The program grants a 100 percent discount for homes and businesses within the 450 volt-ampere (VA) category and a 50 percent discount for homes within the 900 VA subsidized category. These are the two-lowest power categories under regulations.

“Our system is ready to resume distribution as this is essentially a [program] extension,” said Bob Saril, customer management director at state-owned electricity giant PLN, the company executing the program, in a statement on Jan. 1.

The electricity discount for homes was first rolled out in April 2020 while the discount for businesses later in May. Both programs, initially slated for less than six months, were eventually extended until December last year.

Read also: Jokowi announces free electricity, discounts for households hardest hit by COVID-19 impacts

The discount adds to a list of government relief programs that have been extended into 2021 as the COVID-19 pandemic continues in Southeast Asia’s most populous country, where electricity counts as the fourth-biggest expense among poor homes behind food, rent and transportation fuel.

Indonesia’s open unemployment rate surged to its highest level since 2011 as some 2.67 million lost their jobs as of August last year, according to the latest Statistics Indonesia (BPS) data, and economists say it might rise in 2021 amid continued sluggish economic activity.

“Other than that incomes are still unstable or even gone, there are higher expenses,”Agus Suyanto, secretary of the Indonesian Consumers Foundation (YLKI), which helped many homes with electricity-related woes last year, told The Jakarta Post on Monday.

He specifically referred to the raising of Health Care and Social Security Agency (BPJS Kesehatan) premiums from Rp 25,000 to Rp 35,000 per month for third-class service subscribers. The premiums for first-and second-class service subscribers remain unchanged.

In that sense, the continued electricity discount was “good news” for struggling consumers, he said. However, he also mentioned a palpable jealousy among 900VA unsubsidized customers, who did not receive the incentive, and their subsidized counterparts.

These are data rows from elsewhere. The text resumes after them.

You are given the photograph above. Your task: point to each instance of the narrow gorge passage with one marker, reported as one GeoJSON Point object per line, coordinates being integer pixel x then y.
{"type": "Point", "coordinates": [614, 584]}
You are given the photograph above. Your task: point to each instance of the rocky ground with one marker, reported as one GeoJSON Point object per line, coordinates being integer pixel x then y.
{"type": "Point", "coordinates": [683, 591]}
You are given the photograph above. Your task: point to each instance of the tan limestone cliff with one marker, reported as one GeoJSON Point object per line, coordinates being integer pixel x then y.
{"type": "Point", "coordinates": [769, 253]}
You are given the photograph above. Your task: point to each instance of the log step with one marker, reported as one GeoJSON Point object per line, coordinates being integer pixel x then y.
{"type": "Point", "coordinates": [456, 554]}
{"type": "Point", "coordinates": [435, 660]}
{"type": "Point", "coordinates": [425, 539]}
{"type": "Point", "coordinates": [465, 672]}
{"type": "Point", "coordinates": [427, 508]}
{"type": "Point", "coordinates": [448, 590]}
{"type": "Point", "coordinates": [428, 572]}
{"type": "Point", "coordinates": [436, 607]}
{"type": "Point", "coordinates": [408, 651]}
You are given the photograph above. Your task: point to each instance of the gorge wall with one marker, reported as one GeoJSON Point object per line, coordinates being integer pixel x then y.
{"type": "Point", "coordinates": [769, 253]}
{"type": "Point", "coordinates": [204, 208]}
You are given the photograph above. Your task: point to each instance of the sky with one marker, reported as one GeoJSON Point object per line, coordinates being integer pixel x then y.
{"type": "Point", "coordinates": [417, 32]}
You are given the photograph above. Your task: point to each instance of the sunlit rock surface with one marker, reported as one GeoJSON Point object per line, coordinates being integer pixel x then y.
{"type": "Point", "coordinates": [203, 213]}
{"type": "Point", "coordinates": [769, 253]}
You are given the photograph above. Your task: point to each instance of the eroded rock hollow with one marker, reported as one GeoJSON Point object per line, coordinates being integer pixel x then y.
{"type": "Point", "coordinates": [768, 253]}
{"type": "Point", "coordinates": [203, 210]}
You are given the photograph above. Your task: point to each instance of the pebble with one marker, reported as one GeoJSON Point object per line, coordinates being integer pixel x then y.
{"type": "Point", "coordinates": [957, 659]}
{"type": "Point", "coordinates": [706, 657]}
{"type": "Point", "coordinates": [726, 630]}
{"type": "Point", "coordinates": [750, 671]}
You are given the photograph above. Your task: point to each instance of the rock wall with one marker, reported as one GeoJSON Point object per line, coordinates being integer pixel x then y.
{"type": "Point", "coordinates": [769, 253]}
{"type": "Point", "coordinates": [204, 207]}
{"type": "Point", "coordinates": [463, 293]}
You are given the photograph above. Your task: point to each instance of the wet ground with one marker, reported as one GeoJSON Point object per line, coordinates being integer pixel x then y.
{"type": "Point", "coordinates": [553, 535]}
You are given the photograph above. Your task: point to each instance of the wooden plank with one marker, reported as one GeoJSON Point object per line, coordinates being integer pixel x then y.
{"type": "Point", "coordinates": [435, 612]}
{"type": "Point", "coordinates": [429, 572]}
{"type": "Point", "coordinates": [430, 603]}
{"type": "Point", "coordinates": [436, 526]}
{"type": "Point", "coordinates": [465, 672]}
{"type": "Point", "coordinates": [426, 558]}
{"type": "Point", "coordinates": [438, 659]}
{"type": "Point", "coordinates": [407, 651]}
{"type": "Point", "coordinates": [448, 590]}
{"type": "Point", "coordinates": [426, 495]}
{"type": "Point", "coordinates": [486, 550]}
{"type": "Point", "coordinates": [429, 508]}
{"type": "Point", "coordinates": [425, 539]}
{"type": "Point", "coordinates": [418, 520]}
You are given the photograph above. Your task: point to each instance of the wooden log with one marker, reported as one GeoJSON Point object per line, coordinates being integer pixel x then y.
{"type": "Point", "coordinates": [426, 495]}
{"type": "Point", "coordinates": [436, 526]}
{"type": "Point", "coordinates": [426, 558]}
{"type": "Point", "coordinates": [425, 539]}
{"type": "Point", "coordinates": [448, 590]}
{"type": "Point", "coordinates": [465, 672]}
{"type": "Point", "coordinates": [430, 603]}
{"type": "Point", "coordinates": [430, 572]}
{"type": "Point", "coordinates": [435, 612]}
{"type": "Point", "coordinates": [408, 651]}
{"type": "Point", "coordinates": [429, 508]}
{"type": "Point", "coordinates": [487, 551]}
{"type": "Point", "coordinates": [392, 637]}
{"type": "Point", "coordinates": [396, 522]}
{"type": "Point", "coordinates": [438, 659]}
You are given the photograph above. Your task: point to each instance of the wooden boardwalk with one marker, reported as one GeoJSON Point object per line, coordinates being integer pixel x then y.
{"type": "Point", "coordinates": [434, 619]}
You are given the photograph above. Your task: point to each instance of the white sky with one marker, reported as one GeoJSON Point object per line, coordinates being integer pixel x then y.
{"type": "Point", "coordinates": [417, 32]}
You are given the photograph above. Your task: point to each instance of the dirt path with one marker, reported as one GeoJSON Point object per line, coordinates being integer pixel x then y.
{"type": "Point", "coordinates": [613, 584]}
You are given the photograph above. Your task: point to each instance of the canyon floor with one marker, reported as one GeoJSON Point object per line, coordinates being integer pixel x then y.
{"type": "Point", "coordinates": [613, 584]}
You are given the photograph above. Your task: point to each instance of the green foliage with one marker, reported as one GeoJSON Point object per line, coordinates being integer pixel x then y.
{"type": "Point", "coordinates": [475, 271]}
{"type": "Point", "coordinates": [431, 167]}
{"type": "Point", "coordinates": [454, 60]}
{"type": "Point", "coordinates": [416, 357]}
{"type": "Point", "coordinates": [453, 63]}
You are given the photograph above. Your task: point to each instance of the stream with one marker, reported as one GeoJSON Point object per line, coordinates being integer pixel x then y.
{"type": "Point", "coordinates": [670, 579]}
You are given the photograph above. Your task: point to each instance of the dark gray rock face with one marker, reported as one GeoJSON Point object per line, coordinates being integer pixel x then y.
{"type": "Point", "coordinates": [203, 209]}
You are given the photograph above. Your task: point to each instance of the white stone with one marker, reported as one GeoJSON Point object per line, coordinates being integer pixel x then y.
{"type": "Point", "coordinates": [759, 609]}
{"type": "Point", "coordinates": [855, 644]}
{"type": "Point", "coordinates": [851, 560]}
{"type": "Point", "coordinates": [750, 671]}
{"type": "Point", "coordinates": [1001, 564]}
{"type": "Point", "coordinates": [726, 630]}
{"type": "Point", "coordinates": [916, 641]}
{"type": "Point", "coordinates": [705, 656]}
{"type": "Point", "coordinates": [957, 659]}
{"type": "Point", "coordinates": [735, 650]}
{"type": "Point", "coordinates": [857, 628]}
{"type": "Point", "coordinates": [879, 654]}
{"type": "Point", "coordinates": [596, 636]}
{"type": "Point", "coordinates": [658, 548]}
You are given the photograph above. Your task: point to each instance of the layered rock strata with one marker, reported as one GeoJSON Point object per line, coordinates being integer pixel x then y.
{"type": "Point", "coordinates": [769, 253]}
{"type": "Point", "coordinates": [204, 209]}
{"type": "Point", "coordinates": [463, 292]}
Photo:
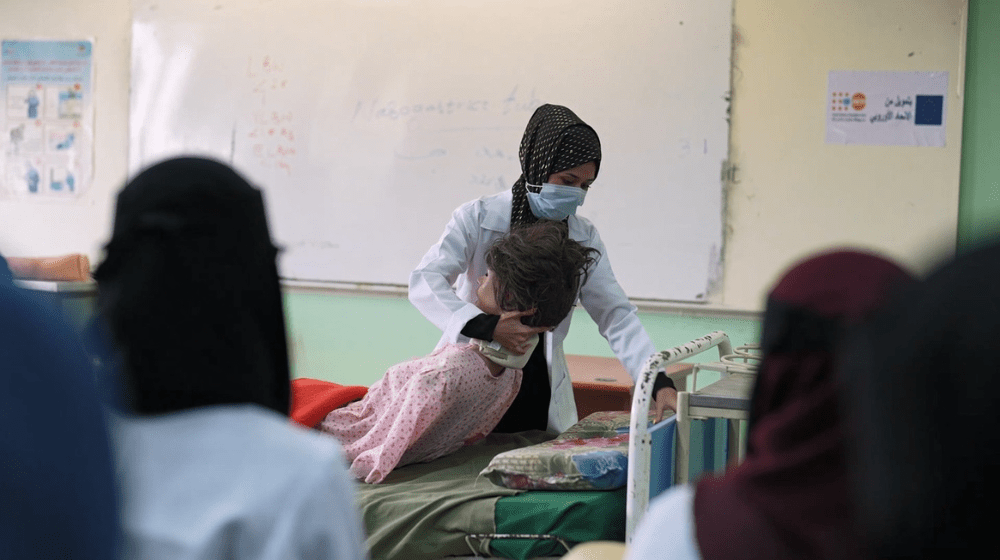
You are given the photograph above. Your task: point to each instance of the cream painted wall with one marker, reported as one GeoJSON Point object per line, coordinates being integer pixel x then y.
{"type": "Point", "coordinates": [79, 226]}
{"type": "Point", "coordinates": [794, 194]}
{"type": "Point", "coordinates": [784, 203]}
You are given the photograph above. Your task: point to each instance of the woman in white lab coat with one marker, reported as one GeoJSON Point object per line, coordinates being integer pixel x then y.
{"type": "Point", "coordinates": [560, 157]}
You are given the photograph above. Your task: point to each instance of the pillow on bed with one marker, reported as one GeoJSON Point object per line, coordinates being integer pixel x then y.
{"type": "Point", "coordinates": [591, 455]}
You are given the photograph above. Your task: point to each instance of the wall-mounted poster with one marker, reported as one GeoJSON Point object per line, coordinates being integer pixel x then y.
{"type": "Point", "coordinates": [886, 108]}
{"type": "Point", "coordinates": [47, 119]}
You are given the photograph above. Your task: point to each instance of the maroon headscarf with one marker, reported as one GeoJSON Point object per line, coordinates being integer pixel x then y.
{"type": "Point", "coordinates": [789, 498]}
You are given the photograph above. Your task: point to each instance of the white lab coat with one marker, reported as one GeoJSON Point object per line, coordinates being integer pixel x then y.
{"type": "Point", "coordinates": [233, 481]}
{"type": "Point", "coordinates": [443, 288]}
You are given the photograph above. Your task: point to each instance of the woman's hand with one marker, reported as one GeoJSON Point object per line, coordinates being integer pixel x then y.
{"type": "Point", "coordinates": [514, 335]}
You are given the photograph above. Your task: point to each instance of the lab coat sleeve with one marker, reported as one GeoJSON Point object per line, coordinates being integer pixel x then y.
{"type": "Point", "coordinates": [609, 307]}
{"type": "Point", "coordinates": [431, 287]}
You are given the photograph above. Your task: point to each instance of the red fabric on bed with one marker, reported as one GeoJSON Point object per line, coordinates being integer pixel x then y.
{"type": "Point", "coordinates": [313, 399]}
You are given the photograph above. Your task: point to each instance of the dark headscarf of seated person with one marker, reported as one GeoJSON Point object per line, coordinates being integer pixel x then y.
{"type": "Point", "coordinates": [789, 498]}
{"type": "Point", "coordinates": [57, 489]}
{"type": "Point", "coordinates": [190, 294]}
{"type": "Point", "coordinates": [925, 406]}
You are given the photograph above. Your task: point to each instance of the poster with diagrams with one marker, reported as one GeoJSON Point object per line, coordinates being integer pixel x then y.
{"type": "Point", "coordinates": [47, 119]}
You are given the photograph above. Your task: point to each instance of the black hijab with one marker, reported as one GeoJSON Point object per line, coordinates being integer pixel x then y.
{"type": "Point", "coordinates": [925, 406]}
{"type": "Point", "coordinates": [554, 140]}
{"type": "Point", "coordinates": [190, 294]}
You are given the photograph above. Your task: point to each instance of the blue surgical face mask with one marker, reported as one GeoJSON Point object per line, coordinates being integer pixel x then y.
{"type": "Point", "coordinates": [555, 202]}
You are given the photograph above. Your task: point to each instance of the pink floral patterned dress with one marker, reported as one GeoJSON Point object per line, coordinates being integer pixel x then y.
{"type": "Point", "coordinates": [422, 409]}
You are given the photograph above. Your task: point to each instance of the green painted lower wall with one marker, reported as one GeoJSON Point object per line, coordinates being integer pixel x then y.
{"type": "Point", "coordinates": [353, 339]}
{"type": "Point", "coordinates": [979, 194]}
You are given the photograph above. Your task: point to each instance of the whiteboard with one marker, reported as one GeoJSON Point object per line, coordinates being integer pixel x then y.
{"type": "Point", "coordinates": [367, 122]}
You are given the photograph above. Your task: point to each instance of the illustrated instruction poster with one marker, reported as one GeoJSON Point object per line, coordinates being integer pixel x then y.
{"type": "Point", "coordinates": [887, 108]}
{"type": "Point", "coordinates": [47, 118]}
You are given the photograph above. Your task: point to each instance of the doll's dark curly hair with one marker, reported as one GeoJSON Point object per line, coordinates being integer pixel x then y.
{"type": "Point", "coordinates": [539, 267]}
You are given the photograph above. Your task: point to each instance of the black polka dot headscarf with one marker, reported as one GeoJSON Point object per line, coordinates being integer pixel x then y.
{"type": "Point", "coordinates": [555, 140]}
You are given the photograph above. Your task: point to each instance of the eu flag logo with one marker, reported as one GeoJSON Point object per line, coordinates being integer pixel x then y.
{"type": "Point", "coordinates": [929, 109]}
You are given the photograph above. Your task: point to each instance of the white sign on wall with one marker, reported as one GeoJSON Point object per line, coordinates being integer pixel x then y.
{"type": "Point", "coordinates": [886, 108]}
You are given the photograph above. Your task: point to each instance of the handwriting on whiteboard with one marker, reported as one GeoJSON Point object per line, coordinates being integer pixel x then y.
{"type": "Point", "coordinates": [272, 133]}
{"type": "Point", "coordinates": [391, 109]}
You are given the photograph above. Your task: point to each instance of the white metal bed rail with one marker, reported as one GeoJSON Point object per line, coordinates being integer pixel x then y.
{"type": "Point", "coordinates": [637, 497]}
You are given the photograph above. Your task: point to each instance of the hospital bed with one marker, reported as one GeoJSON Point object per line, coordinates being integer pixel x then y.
{"type": "Point", "coordinates": [445, 508]}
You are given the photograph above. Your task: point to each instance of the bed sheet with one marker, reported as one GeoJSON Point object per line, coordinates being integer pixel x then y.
{"type": "Point", "coordinates": [424, 511]}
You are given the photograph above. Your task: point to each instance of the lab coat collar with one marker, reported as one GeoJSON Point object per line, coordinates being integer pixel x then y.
{"type": "Point", "coordinates": [497, 217]}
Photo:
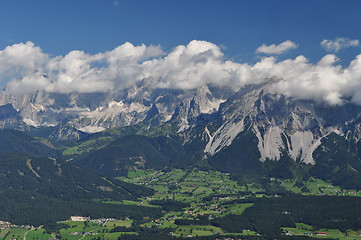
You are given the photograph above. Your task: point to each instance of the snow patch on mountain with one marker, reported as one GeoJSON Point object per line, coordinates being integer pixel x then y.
{"type": "Point", "coordinates": [223, 137]}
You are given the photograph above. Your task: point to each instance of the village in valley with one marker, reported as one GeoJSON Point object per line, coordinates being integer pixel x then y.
{"type": "Point", "coordinates": [183, 195]}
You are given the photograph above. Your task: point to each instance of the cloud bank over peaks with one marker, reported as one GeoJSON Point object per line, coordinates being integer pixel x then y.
{"type": "Point", "coordinates": [277, 49]}
{"type": "Point", "coordinates": [185, 67]}
{"type": "Point", "coordinates": [338, 44]}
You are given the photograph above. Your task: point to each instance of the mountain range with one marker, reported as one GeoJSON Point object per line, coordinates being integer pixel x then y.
{"type": "Point", "coordinates": [254, 129]}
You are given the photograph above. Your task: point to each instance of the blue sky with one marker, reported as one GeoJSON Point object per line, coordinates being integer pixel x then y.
{"type": "Point", "coordinates": [313, 45]}
{"type": "Point", "coordinates": [59, 26]}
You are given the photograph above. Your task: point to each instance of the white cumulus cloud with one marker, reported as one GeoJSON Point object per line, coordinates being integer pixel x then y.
{"type": "Point", "coordinates": [277, 49]}
{"type": "Point", "coordinates": [185, 67]}
{"type": "Point", "coordinates": [339, 43]}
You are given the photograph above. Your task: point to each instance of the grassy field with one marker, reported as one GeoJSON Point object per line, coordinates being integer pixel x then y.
{"type": "Point", "coordinates": [318, 187]}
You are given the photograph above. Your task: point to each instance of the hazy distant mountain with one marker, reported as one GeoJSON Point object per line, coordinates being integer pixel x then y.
{"type": "Point", "coordinates": [215, 124]}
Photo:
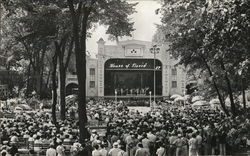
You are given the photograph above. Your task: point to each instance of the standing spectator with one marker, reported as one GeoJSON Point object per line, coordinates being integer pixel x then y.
{"type": "Point", "coordinates": [185, 145]}
{"type": "Point", "coordinates": [60, 149]}
{"type": "Point", "coordinates": [51, 151]}
{"type": "Point", "coordinates": [96, 151]}
{"type": "Point", "coordinates": [172, 147]}
{"type": "Point", "coordinates": [161, 151]}
{"type": "Point", "coordinates": [199, 142]}
{"type": "Point", "coordinates": [179, 144]}
{"type": "Point", "coordinates": [122, 151]}
{"type": "Point", "coordinates": [115, 150]}
{"type": "Point", "coordinates": [103, 151]}
{"type": "Point", "coordinates": [141, 151]}
{"type": "Point", "coordinates": [145, 142]}
{"type": "Point", "coordinates": [193, 146]}
{"type": "Point", "coordinates": [13, 149]}
{"type": "Point", "coordinates": [222, 142]}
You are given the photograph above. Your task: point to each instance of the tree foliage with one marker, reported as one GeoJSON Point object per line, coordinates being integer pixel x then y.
{"type": "Point", "coordinates": [210, 35]}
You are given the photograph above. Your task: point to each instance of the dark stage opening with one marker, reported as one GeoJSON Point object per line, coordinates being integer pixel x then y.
{"type": "Point", "coordinates": [129, 77]}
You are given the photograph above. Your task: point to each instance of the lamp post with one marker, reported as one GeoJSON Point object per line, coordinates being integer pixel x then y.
{"type": "Point", "coordinates": [155, 50]}
{"type": "Point", "coordinates": [150, 99]}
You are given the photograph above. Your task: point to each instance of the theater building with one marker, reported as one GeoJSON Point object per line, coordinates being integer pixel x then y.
{"type": "Point", "coordinates": [128, 70]}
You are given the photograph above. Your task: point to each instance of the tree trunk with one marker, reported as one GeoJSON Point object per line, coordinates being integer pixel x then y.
{"type": "Point", "coordinates": [28, 82]}
{"type": "Point", "coordinates": [79, 34]}
{"type": "Point", "coordinates": [54, 91]}
{"type": "Point", "coordinates": [62, 77]}
{"type": "Point", "coordinates": [243, 93]}
{"type": "Point", "coordinates": [230, 92]}
{"type": "Point", "coordinates": [222, 102]}
{"type": "Point", "coordinates": [48, 79]}
{"type": "Point", "coordinates": [41, 82]}
{"type": "Point", "coordinates": [81, 75]}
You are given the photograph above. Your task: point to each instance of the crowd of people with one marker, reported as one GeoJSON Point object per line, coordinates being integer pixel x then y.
{"type": "Point", "coordinates": [172, 131]}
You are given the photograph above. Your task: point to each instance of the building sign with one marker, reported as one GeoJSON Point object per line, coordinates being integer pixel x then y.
{"type": "Point", "coordinates": [132, 64]}
{"type": "Point", "coordinates": [133, 52]}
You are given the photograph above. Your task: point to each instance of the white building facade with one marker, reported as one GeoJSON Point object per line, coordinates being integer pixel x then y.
{"type": "Point", "coordinates": [128, 68]}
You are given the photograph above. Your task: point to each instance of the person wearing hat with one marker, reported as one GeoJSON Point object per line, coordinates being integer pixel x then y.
{"type": "Point", "coordinates": [115, 150]}
{"type": "Point", "coordinates": [51, 151]}
{"type": "Point", "coordinates": [178, 144]}
{"type": "Point", "coordinates": [93, 136]}
{"type": "Point", "coordinates": [141, 151]}
{"type": "Point", "coordinates": [193, 146]}
{"type": "Point", "coordinates": [96, 151]}
{"type": "Point", "coordinates": [161, 151]}
{"type": "Point", "coordinates": [60, 149]}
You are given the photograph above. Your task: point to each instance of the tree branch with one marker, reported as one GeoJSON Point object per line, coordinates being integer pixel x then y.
{"type": "Point", "coordinates": [70, 51]}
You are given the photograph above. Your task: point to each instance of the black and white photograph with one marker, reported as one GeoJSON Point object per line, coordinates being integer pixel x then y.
{"type": "Point", "coordinates": [124, 77]}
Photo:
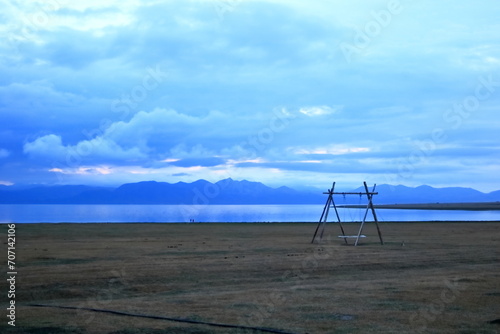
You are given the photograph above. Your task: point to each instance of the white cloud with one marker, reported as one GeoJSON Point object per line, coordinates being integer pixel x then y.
{"type": "Point", "coordinates": [320, 110]}
{"type": "Point", "coordinates": [4, 153]}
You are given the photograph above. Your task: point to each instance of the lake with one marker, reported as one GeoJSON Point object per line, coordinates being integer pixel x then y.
{"type": "Point", "coordinates": [217, 213]}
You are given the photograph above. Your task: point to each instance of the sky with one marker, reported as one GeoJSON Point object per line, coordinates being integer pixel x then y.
{"type": "Point", "coordinates": [284, 92]}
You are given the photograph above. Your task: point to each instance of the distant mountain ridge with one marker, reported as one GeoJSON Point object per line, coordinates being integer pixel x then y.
{"type": "Point", "coordinates": [228, 191]}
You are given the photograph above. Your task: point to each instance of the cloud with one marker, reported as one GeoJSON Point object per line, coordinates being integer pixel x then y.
{"type": "Point", "coordinates": [320, 110]}
{"type": "Point", "coordinates": [4, 153]}
{"type": "Point", "coordinates": [50, 147]}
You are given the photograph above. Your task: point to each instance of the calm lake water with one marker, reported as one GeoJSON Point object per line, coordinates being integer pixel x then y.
{"type": "Point", "coordinates": [217, 213]}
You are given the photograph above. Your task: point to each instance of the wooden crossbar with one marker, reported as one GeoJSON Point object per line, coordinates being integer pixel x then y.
{"type": "Point", "coordinates": [349, 193]}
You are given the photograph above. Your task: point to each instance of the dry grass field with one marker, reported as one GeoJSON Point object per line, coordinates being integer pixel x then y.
{"type": "Point", "coordinates": [445, 278]}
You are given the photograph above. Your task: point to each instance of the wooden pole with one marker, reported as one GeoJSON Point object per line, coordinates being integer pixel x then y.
{"type": "Point", "coordinates": [370, 204]}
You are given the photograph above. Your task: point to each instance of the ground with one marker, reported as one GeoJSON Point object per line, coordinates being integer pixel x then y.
{"type": "Point", "coordinates": [427, 278]}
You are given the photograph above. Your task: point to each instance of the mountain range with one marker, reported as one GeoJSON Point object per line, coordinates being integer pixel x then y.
{"type": "Point", "coordinates": [228, 191]}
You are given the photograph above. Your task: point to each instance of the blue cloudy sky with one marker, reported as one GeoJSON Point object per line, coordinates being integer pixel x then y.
{"type": "Point", "coordinates": [286, 92]}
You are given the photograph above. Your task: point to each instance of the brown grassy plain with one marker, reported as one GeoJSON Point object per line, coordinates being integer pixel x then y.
{"type": "Point", "coordinates": [444, 279]}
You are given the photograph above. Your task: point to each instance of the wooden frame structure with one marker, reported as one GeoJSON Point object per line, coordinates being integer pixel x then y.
{"type": "Point", "coordinates": [330, 203]}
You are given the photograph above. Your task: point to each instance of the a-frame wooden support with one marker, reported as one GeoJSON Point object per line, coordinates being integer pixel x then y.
{"type": "Point", "coordinates": [330, 203]}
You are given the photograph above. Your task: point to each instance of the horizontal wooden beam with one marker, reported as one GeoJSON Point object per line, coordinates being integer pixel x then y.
{"type": "Point", "coordinates": [349, 193]}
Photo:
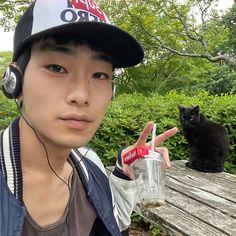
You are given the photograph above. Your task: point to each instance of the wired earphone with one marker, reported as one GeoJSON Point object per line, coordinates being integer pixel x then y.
{"type": "Point", "coordinates": [11, 85]}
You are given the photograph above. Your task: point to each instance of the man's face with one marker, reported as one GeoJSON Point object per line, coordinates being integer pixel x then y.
{"type": "Point", "coordinates": [66, 92]}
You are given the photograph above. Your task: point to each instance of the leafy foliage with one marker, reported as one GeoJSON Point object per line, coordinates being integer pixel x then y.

Read also: Electricity rates, discounts to remain unchanged in first quarter of 2021

Aside from the discount program, the government previously ordered PLN to maintain a low electricity rate for homes above the 900VA category until March 2021. The rate was lowered by 1.5 percent to Rp 1,444.7 (10 US cents) per kilowatt hour starting October 2020.

“[This decision] protects the peoples’ purchasing power and supports stability as well as economic recovery,” said ministry spokesman Agung Pribadi on Dec. 4.

Energy and Mineral Resources Ministry data places the cost of the discounts at Rp 1.45 trillion per month for 31.88 million homes and Rp 21 billion per month for 501,510 small businesses.

Ministry officials were not immediately available for comment over the discount extension.

Meanwhile, YLKI chairman Tulus Abadi told the Post separately that the program missed out many urban poor who lived in the 1,300 VA category boarding houses. He said job loss was more rampant among the urban poor even when compared to the rural poor.

Read also: Govt to spend $1 billion on electricity fee relief

He gave another example of government relief shortcomings in swelling household phone credit expenses as Indonesian students, most of whom do not enjoy home Wi-Fi, rely on mobile data to follow distance learning. 

The Education and Culture Ministry and Finance Ministry has launched a free phone credit program to help such students but, as Tulus noted, many students had either been excluded from the program or did not own smartphones.

“[The electricity discount extension] is like candy for the people. There are more pressing problems that are untouched,” he said, also on Monday.